How to make Aerogel – only for crazy science people…

Aerogel starts as a silica dioxide gel, similar to the gelatine dessert you might make at home.  Then the liquid in the gel is removed without collapsing the gel (normal evaporation causes the gel to collapse). 

Reference picture of Aerogel (Care of NASA’s Jet Propulsion Laboratory)

Ingredients

  • Tetraethoxysilane (tetraethyl orthosilicate), Si(OC2H5)4
  • Absolute (200-proof) ethanol
  • Deionized water
  • Ammonium hydroxide, 28-30 wt % in water
  • Ammonium fluoride, NH4F
  1. Weigh 1.852 g NH4F and add it to 100 mL of water. Add 20.50 g (22.78 mL) ammonium hydroxide solution. Store this in a bottle so you can reuse it later. This is the “ammonium fluoride/ammonium hydroxide stock solution”. If you already have stock solution prepared you can skip down to step 2.
  2. Mix 4.7 g (5.0 mL) TEOS and 8.68 g (11.0 mL) ethanol in a beaker. This is the “alkoxide solution”.
  3. Mix 7.0 g (7.0 mL) water and 8.68 g (11.0 mL) ethanol in another beaker.
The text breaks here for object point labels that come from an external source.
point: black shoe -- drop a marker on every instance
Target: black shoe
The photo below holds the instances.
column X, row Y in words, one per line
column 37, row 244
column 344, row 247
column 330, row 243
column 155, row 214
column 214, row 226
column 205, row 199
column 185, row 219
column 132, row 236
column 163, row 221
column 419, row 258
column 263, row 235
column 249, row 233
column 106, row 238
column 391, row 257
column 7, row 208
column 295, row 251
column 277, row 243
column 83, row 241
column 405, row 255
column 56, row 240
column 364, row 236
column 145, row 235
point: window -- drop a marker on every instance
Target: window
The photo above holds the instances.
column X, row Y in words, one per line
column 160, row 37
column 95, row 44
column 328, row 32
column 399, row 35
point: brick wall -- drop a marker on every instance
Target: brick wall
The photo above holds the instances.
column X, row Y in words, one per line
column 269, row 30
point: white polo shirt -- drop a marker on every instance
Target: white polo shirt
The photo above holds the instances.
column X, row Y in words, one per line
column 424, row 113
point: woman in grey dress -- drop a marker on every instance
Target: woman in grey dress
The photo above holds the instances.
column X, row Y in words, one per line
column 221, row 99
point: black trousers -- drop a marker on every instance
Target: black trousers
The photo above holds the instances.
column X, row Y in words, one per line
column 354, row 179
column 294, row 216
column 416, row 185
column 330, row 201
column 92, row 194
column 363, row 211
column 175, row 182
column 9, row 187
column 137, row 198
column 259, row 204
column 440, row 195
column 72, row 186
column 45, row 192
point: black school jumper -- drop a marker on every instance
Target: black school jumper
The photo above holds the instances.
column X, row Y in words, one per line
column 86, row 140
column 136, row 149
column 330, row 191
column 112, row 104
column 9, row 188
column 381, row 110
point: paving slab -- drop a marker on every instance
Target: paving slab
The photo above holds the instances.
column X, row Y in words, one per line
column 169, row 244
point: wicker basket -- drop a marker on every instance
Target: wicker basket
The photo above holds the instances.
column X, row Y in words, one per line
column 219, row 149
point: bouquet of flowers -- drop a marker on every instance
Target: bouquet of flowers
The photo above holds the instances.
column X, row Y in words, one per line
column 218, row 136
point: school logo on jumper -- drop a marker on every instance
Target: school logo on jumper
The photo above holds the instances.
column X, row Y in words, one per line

Add 0.364 g (0.371 mL, ~8-10 drops from a disposable pipette) of ammonium fluoride/ammonium hydroxide stock solution. This mixture is the “catalyst solution”.
  4. Pour the catalyst solution into the alkoxide solution and stir. This is the “sol”.
  5. Pour the sol into molds and allow gel to form. Gel time is approximately 8-15 min.

TEOS is the source of the silica. Water is what hydrolyzes the TEOS so that it can polymerize. Ethanol is a co-solvent that is miscible with both TEOS and water to get both into the same phase so they can react. Ammonium hydroxide is a basic (alkaline) catalyst that helps to make the reactions go faster. Fluoride ion is a catalyst that helps hydrolysis happen more quickly.
Next steps
Supercritical Drying
The final, and most important, process in making silica aerogels is supercritical drying.  This is where the liquid within the gel is removed, leaving only the linked silica network.  The process can be performed by venting the ethanol above its critical point (high temperature -very dangerous) or by prior solvent exchange with CO2 followed by supercritical venting (lower temperatures -less dangerous).  It is imperative that this process only be performed in an autoclave specially designed for this purpose.

  1. Once the gel has set, place it under ethanol and allow the gel to age for at least 24 h.
  2. Exchange into 200-proof ethanol or acetone at least four times over the course of several days to a week.
  3. Supercritically dry. A suggested procedure would be to heat the CO2 through its critical point (31.1°C and 72.9 bars) to ~45°C while maintaining a pressure of ~100 bars. Depressurize at a rate of ~7 bar h-1.

This will produce an aerogel with a density of approx. 0.04 g cm-3.